Okay, you've used the term "Boot", so I'm going to assume you're referring to booting the suspect Windows system to Linux using Helix…at which point, there is no pagefile.sys any longer, b/c you're not working in Windows.
HKEY_LOCAL_MACHINE\SYSTEM\CurrentControlSet\Control\Session Manager\Memory Management. Set DisablePagingExecutive value to 1.
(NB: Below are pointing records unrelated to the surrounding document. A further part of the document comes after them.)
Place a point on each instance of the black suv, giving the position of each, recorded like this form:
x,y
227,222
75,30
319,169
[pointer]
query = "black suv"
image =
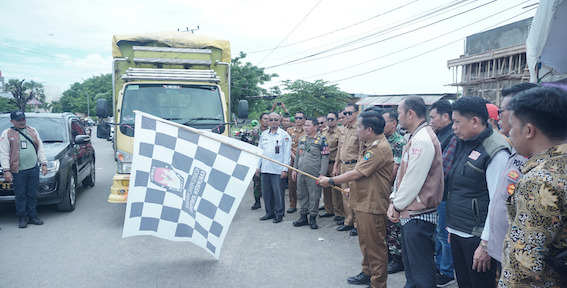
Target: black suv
x,y
70,159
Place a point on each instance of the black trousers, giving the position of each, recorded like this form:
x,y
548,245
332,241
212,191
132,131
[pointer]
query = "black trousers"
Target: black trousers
x,y
418,246
463,252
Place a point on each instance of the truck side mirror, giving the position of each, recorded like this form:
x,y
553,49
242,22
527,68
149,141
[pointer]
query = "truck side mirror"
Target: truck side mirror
x,y
242,109
103,130
102,108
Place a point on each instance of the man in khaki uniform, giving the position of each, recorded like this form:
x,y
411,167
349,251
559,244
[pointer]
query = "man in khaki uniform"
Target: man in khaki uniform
x,y
296,133
345,161
332,198
369,197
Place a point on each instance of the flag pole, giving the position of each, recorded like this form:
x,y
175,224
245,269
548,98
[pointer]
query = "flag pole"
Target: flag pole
x,y
197,131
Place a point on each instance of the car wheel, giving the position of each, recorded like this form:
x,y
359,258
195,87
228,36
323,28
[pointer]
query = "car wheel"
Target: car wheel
x,y
68,198
89,181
Ah, quick lookup shows this
"NT will page some portions of its own kernel to disk, such as the NT executive system drivers to disk when they have not recently been in use, as NT makes room in memory for other processes. This can be helpful for a system with a limited RAM supply. If your server has ample RAM (for example, at least 64 MB more RAM than is normally used by all of the process working sets on the server plus the RAM normally used by the file system cache), then change the following registry entry HKEY_LOCAL_MACHINE \SYSTEM \CurrentControlSet \Control \Session Manager\Memory Management\DisablePagingExecutive from the default value of 0 to 1. This change will force NT to keep the NT executive (kernel) from paging any of its executive system drivers to disk and insure that they are immediately available."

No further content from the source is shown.